Respuesta: A la hora de proyectar cuánto tiempo es probable que sobreviva un individuo tras la aparición de lo que se denomina enfermedad renal terminal (ERT), los factores clave son: 1. La edad y el sexo del paciente, 2. La causa de la insuficiencia renal y 3. El método de tratamiento. Método de tratamiento.
No es de extrañar que cuanto más joven sea uno cuando padece la ESRD, más larga será la posible prolongación de la vida. Como ejemplo, una persona de 20 años puede vivir otros 40 años, mientras que una persona de 80 años puede esperar menos de cinco años de vida adicional gracias al tratamiento de la ERS. La causa de la insuficiencia renal suele limitar la vida futura. De ello se deduce que el cáncer de riñón o de vejiga puede tener un pronóstico mucho peor que la insuficiencia renal debida a la hipertensión arterial. Después de los años de vida extra que tienen en la población general, en aquellos con insuficiencia renal terminal, las mujeres viven aproximadamente un 10 por ciento más que los hombres de la misma edad con la misma causa de insuficiencia renal.
La comparación de los resultados del tratamiento de la ESRD apoya la firme conclusión de que, en general, la supervivencia es mucho mayor con un trasplante de riñón que con el tratamiento de diálisis peritoneal (DP) o hemodiálisis. A modo de ejemplo, un hombre sano de 65 años de la población general puede esperar unos 17 años de vida en ausencia de insuficiencia renal, pero sólo vivirá 3,6 años en diálisis. Un trasplante de riñón permitiría a ese mismo hombre vivir 12 años. Para complicar aún más las predicciones de vida con insuficiencia renal terminal, los afortunados que obtienen un trasplante de riñón de un donante vivo casi siempre viven más tiempo que los receptores de riñón de un donante fallecido de la misma edad. Si añadimos el impacto de la maravillosa vuelta a la «calidad de vida» normal que experimentan muchos receptores de trasplantes de riñón, es racional esforzarse por la opción del trasplante en lugar de la diálisis siempre que sea posible. El hecho de que un trasplante de riñón sea o no el tratamiento correcto para un paciente concreto es una cuestión cambiante en función de la edad superior o la causa de la enfermedad renal. Cuando se introdujo el tratamiento de diálisis, ser mayor de 45 años significaba la exclusión absoluta de la terapia. Hoy en día, la edad media de los nuevos pacientes de diálisis en Estados Unidos es de 64 años. Del mismo modo, en la actualidad se realizan trasplantes de riñón en pacientes de edad muy avanzada, así como en muchos casos en los que la causa de la enfermedad renal terminal se consideraba motivo para rechazar un trasplante.

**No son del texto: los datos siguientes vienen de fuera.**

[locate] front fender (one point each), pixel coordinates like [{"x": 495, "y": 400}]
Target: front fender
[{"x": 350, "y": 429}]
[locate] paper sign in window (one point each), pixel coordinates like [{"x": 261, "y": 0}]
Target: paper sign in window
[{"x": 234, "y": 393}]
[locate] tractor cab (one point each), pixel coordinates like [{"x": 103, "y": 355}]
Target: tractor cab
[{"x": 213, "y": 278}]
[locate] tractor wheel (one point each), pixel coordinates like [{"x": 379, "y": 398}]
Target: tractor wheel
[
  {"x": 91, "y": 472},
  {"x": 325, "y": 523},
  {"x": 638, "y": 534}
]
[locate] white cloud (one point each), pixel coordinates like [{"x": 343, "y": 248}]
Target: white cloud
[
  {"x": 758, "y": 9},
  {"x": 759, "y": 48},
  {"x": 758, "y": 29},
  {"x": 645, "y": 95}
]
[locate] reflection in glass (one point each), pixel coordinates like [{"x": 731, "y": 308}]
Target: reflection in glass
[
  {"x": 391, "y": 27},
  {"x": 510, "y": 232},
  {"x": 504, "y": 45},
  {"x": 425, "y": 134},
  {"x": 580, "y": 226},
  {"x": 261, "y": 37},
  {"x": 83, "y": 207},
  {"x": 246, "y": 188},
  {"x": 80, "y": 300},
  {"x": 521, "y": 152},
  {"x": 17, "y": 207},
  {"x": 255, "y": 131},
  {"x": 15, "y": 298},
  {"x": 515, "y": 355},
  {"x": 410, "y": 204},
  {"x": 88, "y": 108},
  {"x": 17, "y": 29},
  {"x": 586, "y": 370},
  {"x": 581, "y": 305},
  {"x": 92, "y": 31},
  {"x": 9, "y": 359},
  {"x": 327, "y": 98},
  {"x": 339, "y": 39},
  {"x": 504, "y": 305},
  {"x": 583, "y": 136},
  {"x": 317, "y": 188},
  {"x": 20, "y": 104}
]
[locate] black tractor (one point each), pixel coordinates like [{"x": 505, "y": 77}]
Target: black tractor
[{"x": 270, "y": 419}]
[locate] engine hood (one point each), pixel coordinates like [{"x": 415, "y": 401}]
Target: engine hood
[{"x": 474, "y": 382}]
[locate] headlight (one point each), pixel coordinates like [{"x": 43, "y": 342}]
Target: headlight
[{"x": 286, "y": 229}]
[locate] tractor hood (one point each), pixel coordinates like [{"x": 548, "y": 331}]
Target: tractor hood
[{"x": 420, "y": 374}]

Al pensar en el porqué de la cuestión de qué opción es la mejor para cualquier paciente específico con ERS, el nefrólogo intenta equilibrar la disponibilidad y la voluntad de los posibles donantes familiares de riñón con la relativa urgencia de la enfermedad del paciente. La espera para un donante de riñón fallecido en Nueva York, por ejemplo, es ahora de casi 10 años, lo que significa que algunos pacientes en diálisis que están en la lista de espera no vivirán lo suficiente para conseguir el deseado trasplante. Sin duda, la mejor opción, casi siempre, es recibir un riñón de un donante vivo bien emparejado. En mi experiencia, atiendo a receptores de riñón que están alegres y plenamente funcionales más de 30 años después de su trasplante. No es habitual que los que están en diálisis lleven una vida casi normal después de 20 años. En el lado claramente positivo, las perspectivas tanto para los pacientes en diálisis como para los trasplantados mejoran continuamente.
Respuesta proporcionada por Eli A. Friedman, MD. El Dr. Friedman es profesor distinguido de SUNY Health Science Center Brooklyn, NY. El Dr. Friedman también es presidente de la Junta Consultiva Médica de la AAKP y es miembro vitalicio de la AAKP.

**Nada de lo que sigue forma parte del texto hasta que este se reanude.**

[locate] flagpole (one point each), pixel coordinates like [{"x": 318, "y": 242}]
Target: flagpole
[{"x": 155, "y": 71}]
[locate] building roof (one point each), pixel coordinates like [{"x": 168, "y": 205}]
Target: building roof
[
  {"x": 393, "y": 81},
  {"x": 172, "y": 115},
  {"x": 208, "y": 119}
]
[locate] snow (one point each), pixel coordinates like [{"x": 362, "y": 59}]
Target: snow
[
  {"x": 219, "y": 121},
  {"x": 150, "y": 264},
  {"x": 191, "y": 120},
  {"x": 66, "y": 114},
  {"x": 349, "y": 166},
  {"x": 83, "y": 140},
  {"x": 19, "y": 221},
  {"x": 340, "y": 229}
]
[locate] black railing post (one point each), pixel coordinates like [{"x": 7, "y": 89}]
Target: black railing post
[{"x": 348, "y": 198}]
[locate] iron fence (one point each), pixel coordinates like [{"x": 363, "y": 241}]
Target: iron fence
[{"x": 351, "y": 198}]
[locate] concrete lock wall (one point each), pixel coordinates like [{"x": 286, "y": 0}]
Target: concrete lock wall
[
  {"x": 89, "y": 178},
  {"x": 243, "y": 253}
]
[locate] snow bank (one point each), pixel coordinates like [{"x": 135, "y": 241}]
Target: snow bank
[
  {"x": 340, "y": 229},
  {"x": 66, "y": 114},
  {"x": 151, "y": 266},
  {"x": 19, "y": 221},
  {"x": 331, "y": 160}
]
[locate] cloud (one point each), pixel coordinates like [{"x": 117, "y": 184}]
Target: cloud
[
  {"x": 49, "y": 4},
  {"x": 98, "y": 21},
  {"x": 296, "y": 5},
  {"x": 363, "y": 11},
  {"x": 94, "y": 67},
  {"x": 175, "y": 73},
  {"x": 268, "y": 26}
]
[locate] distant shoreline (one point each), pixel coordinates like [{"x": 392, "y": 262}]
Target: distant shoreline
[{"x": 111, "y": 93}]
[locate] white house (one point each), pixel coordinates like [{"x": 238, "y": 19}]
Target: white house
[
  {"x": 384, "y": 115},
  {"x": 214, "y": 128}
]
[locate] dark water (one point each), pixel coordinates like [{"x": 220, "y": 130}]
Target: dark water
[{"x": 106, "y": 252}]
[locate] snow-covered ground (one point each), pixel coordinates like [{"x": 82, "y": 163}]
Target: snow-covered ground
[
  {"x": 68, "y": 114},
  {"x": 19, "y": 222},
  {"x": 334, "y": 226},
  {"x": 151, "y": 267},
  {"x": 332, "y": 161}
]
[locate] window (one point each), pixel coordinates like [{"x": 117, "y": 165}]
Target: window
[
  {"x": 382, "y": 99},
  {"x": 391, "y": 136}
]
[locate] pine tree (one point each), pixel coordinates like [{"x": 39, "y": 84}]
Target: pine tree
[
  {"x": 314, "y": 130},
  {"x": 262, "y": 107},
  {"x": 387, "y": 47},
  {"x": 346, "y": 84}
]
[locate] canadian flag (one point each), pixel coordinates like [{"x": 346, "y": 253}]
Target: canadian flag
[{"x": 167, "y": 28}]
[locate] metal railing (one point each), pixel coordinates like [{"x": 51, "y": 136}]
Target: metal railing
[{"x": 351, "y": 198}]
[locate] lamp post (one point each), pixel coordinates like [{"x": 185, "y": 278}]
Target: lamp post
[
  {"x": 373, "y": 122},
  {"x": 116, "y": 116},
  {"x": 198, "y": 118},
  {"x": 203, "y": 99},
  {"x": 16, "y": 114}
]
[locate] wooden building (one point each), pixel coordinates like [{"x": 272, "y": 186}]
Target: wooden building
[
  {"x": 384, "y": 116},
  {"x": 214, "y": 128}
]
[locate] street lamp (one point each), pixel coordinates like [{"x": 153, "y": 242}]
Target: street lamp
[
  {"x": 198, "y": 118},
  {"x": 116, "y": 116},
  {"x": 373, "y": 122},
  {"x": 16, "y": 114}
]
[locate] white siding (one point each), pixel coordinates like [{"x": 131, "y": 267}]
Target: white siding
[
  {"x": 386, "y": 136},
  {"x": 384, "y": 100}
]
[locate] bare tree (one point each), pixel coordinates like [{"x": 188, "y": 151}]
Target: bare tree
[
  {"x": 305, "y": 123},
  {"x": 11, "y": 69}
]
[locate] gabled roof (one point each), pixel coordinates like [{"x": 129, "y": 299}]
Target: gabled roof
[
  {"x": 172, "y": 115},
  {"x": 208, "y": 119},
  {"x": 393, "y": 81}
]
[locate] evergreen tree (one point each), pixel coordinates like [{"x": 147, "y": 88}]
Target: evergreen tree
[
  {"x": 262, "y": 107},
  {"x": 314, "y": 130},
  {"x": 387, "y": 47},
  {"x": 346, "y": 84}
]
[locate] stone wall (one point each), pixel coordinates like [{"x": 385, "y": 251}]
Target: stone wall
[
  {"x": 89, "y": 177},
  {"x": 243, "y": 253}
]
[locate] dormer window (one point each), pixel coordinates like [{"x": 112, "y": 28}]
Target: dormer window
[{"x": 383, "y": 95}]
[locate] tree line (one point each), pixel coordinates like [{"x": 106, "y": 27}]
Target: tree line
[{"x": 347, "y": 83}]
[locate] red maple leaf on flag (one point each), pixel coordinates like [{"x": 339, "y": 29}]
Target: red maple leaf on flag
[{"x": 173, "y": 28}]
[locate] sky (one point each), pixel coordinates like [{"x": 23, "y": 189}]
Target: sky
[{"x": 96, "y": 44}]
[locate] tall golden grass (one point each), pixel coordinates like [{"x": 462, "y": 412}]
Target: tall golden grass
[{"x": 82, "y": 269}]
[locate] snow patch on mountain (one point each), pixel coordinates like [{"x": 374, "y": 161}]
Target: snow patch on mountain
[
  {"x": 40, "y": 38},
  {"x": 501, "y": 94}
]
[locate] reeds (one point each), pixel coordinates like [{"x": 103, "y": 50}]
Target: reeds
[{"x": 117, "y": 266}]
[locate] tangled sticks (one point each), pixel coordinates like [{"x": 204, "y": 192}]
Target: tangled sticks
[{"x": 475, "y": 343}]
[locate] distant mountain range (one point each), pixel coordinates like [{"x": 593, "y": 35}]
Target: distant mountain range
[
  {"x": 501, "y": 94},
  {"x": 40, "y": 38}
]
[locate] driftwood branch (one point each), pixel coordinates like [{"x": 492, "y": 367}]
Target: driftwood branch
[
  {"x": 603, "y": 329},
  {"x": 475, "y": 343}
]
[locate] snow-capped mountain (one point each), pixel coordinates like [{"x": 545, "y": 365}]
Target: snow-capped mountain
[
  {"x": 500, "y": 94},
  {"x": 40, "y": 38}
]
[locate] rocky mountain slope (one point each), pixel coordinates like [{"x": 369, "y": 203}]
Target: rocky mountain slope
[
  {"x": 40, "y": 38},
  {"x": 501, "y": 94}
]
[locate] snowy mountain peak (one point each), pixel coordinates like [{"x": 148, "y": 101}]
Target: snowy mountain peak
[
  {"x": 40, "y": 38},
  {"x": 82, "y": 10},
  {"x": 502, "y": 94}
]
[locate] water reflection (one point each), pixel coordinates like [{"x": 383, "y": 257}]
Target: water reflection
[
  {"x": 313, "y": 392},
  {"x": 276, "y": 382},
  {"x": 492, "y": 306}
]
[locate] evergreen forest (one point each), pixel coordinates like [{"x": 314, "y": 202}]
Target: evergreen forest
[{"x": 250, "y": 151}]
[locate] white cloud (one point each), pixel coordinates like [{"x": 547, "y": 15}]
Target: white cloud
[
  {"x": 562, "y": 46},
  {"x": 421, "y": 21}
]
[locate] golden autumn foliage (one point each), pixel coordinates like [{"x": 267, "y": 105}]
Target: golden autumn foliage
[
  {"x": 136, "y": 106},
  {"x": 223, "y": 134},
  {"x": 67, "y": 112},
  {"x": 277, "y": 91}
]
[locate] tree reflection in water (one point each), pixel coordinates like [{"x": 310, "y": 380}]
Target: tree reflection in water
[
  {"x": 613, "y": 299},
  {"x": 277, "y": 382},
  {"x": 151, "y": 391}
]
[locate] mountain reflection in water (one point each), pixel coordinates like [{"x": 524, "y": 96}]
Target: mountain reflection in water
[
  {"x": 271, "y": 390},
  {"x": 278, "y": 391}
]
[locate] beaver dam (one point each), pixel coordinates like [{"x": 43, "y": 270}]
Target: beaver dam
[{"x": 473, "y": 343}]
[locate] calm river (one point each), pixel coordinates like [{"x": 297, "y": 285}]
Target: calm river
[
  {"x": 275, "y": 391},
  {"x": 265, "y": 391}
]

La columna «Querido médico» ofrece a los lectores la oportunidad de enviar preguntas sobre la salud de los riñones a los profesionales sanitarios. Las respuestas no deben interpretarse como un diagnóstico y, por tanto, no deben producirse alteraciones en la atención sanitaria actual hasta que se consulte al médico del paciente.
Este artículo apareció originalmente en el número de enero de 2010 de aakpRENALIFE.